Wauw... what is up with Kinsey. He looked like a star! Does he really have the talent to become a starter in this league?


----------



## bbasok (Oct 30, 2005)

lol 3 rookies and Hakim(soph.) started last night


----------



## Zuca (Dec 4, 2003)

Kapitalistsvin said:


> Wauw... what is up with Kinsey. He looked like a star! Does he really have the talent to become a starter in this league?


I'm also shocked with Kinsey actual performances! Seems that he is the new Grizzlies "Kobestopper"!


----------



## GNG (Aug 17, 2002)

If anything else, Kinsey's got some moxie, something this team has really never had.
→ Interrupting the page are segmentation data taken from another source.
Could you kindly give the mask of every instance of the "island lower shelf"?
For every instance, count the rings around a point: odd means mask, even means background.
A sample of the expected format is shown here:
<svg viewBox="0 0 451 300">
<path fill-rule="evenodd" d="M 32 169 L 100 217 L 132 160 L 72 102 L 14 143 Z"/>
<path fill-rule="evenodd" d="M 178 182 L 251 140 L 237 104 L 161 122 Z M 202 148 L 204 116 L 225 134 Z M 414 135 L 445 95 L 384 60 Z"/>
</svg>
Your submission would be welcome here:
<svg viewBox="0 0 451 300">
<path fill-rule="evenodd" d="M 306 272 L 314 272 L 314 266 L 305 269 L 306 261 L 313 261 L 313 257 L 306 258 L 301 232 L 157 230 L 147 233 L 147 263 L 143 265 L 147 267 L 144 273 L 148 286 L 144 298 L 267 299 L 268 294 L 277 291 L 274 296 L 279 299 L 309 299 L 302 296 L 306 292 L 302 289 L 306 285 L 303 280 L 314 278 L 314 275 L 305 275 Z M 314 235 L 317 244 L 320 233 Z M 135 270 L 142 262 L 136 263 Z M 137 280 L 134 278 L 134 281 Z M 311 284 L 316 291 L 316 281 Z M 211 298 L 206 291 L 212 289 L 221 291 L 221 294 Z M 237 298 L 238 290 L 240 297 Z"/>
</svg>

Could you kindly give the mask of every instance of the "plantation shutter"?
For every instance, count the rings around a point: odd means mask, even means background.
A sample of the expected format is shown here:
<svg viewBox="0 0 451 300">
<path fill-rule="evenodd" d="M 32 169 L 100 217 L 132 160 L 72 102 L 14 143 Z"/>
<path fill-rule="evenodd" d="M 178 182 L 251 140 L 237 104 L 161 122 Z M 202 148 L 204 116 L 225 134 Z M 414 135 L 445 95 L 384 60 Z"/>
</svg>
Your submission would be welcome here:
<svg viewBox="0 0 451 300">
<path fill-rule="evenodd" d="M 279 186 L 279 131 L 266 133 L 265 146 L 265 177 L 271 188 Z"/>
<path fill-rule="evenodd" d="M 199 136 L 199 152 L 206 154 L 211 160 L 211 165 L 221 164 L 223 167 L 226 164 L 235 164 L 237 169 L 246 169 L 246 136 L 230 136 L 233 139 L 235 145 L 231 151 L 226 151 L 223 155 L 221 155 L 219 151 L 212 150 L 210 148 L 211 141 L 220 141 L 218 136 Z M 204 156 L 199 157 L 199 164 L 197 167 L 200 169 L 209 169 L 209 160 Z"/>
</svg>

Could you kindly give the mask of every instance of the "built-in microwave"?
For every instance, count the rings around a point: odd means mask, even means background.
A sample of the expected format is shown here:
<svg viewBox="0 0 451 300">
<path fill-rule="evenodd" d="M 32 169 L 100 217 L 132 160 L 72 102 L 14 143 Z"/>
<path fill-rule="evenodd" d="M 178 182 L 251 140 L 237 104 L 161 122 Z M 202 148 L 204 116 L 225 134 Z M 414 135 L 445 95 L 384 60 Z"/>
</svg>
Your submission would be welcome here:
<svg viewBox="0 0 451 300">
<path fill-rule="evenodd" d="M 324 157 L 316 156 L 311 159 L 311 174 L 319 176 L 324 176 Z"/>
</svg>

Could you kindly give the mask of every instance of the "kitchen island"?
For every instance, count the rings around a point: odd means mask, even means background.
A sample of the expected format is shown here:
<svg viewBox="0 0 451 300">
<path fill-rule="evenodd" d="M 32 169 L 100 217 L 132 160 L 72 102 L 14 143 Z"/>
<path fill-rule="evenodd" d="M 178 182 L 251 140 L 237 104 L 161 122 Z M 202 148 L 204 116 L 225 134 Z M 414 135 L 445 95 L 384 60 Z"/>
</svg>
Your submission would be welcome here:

Whether he's a starter in the future or not - I really did underestimate him.


----------



## Bartholomew Hunt (Mar 4, 2003)

Nice to see.. I'd be excited about next season too if I were a Grizzlies fan.


----------



## Kapitalistsvin (Mar 30, 2006)

Wauw... both Harrington and Kinsey keep impressing me. I can't wait till draftday and finally another Grizz season.


----------



## RoddneyThaRippa (Jun 28, 2003)

Kinsey is really nice. I wish the season was longer so I could see more of him.


----------



## hroz (Mar 4, 2006)

Yeah Rudy will be a talent you guys are lucky.

But Battier was needed.


----------



## Zuca (Dec 4, 2003)

Kinsey "Grizzlies Kobe Stopper" for ROY!


----------



## OneBadLT123 (Oct 4, 2005)

Rudy Gay reminds of of a Toronto Tmac right now. Just give they guy time...


----------